The Washington Post reported on August 31, 2004, that a number of CDC officials thought the restructuring plan was "part of a larger administration effort to politicize science." In one organizational shift, vaccine safety was moved out of the domain of the National Immunization Program.

Robert A. Keegan, a high-level official, circulated a memo among the CDC's top leaders in which he revealed that employees who disagreed with official data had been "cowed into silence," the Post reported on March 6, 2005. Margaret Scarlett, who spent 15 years in the Centers' AIDS program before leaving in 2001, was quoted as saying, "Political ideology is being substituted for science."

A possible source of monetary influence by drug makers is the CDC Foundation, a nonprofit organization, which raises money for the CDC's efforts through private donations.

Whatever the means, clearly the capacity and incentive for drug makers to lean on science are enormous.

Pandemic Profit

All US contracts for H1N1 vaccines went to just five companies: CSL Limited, Novartis, Sanofi Pasteur, GlaxoSmithKline and MedImmune. All five also produced shots for either SARS or avian flu. When the response to swine flu took full flight in the second and third quarters of 2009, these firms' earnings skyrocketed. But according to British MP, Paul Flynn, that was part of the drug makers' plan. Prior to winning any contracts, drug makers invested $4 billion in preparations for swine flu, he said. That investment may have gone to developing and patenting new, super-fast methods to create vaccines, such as using a bioreactor to grow viruses, said Dr. Wodarg. These patents were key to drug industry profits, since companies can charge much more for patented drugs than unpatented ones, Wodarg said.

"If you have a patent you can monopolize ... and this is what industry did: Invented a fast way to produce vaccines and had it patented, which is much more expensive ... The alternative is not to have vaccines patented ... By decentralizing the production you could be as fast and you wouldn't have this small way you have to pass negotiating with one enterprise that has monopoly, or with four enterprises. It's the economic dimension of the problem which we have to have in mind as we consider how this all happened."
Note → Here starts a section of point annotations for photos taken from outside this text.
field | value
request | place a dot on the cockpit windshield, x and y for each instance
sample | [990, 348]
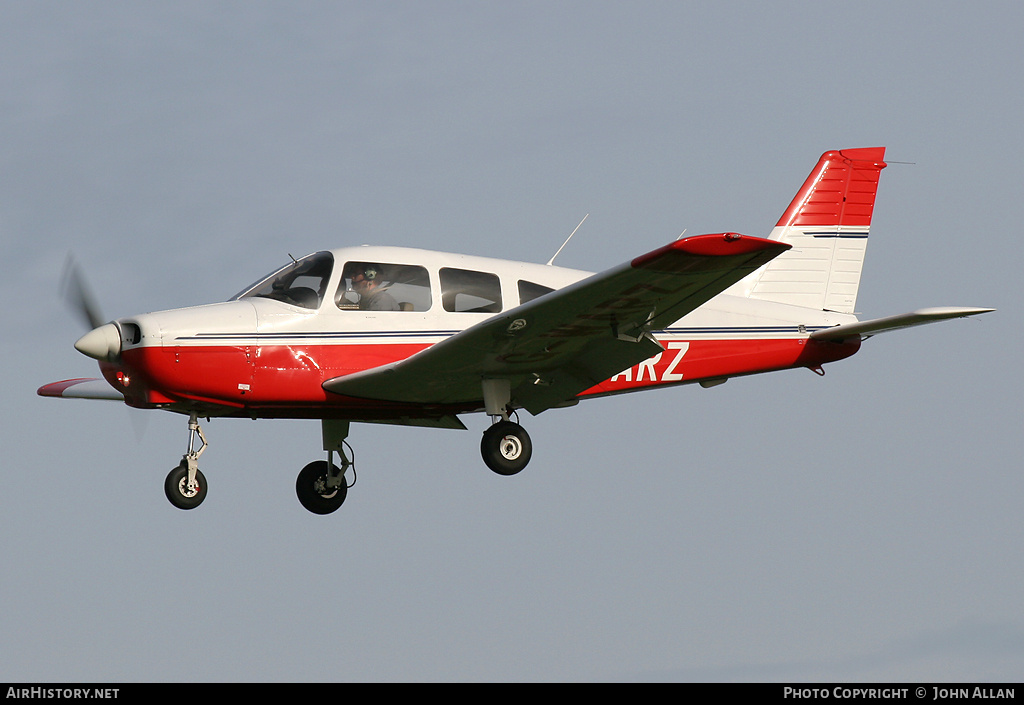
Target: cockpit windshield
[299, 283]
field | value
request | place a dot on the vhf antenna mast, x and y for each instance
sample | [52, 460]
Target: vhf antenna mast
[567, 239]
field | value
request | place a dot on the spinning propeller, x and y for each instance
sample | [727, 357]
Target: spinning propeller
[103, 339]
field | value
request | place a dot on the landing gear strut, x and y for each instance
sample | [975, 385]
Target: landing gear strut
[506, 447]
[322, 486]
[185, 485]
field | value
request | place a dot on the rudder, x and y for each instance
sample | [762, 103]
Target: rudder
[826, 223]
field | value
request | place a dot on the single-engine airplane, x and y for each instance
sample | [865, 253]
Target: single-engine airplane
[416, 337]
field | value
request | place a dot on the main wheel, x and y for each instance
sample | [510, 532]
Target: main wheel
[312, 491]
[177, 490]
[506, 448]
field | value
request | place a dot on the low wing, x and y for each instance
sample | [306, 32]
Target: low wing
[81, 388]
[866, 329]
[555, 346]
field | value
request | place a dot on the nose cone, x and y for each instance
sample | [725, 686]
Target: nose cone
[100, 343]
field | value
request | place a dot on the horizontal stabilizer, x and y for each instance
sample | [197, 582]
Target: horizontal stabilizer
[866, 329]
[81, 388]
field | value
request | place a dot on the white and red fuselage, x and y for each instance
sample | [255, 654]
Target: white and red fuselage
[264, 358]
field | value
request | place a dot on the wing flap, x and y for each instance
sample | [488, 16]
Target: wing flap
[563, 342]
[921, 317]
[81, 388]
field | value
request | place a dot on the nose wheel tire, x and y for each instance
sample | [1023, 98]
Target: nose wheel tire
[313, 492]
[178, 491]
[506, 448]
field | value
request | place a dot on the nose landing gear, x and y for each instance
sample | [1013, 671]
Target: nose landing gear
[322, 486]
[185, 485]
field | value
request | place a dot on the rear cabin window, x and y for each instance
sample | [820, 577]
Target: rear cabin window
[465, 291]
[528, 291]
[383, 286]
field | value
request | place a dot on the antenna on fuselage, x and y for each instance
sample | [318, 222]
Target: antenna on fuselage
[567, 239]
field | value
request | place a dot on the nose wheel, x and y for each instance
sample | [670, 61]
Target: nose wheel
[185, 485]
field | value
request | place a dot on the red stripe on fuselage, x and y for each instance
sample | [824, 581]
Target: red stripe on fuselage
[286, 380]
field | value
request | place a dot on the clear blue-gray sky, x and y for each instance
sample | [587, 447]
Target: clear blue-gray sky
[862, 526]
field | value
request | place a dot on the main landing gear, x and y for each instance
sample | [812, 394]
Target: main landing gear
[323, 485]
[506, 447]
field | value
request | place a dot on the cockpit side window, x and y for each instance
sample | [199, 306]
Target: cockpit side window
[383, 286]
[528, 291]
[300, 283]
[470, 292]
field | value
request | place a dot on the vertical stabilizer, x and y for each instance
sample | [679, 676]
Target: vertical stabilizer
[827, 225]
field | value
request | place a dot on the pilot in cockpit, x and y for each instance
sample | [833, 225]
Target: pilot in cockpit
[367, 282]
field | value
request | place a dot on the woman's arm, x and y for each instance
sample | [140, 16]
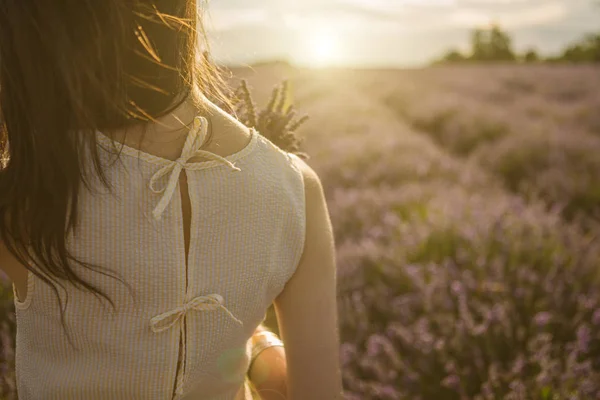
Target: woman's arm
[268, 372]
[307, 307]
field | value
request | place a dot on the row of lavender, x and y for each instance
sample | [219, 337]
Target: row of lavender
[458, 278]
[464, 271]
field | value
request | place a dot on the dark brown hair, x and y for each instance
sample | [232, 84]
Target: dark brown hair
[66, 71]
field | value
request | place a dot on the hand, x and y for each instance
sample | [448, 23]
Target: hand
[268, 373]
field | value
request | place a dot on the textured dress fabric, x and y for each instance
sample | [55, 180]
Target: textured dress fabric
[180, 330]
Food and drug agencies in Canada, the UK, France, the US, and elsewhere guaranteed vaccine manufacturers that they would be shielded from any lawsuits connected to the vaccines. This enabled companies to fast track the testing process, reducing some trials to as little as five days.

Wodarg has also voiced concern that the hastily developed vaccines are not entirely safe. He is a fierce opponent of adjuvanted vaccines, which contain a kind of immune booster shown to produce autoimmune responses in some children. Adjuvanted vaccines were sold in parts of Europe and Canada, but are banned in the US.

The private research group, Markets and Markets, estimated that the global H1N1 vaccine market will be worth over $7 billion a year by 2011.

Such incredible profits have sparked a wider shift in medicine from care to profit, according to Marcia Angell M.D., former editor in chief of The New England Journal of Medicine and a senior lecturer at Harvard Medical School.

"Over the past two decades the pharmaceutical industry has moved very far from its original high purpose of discovering and producing useful new drugs. Now primarily a marketing machine to sell drugs of dubious benefit, this industry uses its wealth and power to co-opt every institution that might stand in its way, including the US Congress, the FDA, academic medical centers, and the medical profession itself."

Angell wrote a book called "The Truth About the Drug Companies: How They Deceive Us and What to Do About It." She reported that the drug industry spent around 14 percent of sales profits on research and development in 2000, while spending closer to 35 percent on "marketing and administration." How that expenditure breaks down is not public knowledge, but 35 percent comes out to a lot of money.

In 2002, just ten drug companies in the Fortune 500 made more profits than all the other 490 companies put together, according to Angell. Pfizer, GlaxoSmithKline and Merck alone made $287 billion in 2007, according to the 2008 Pharma Report by IMS, a market intelligence firm.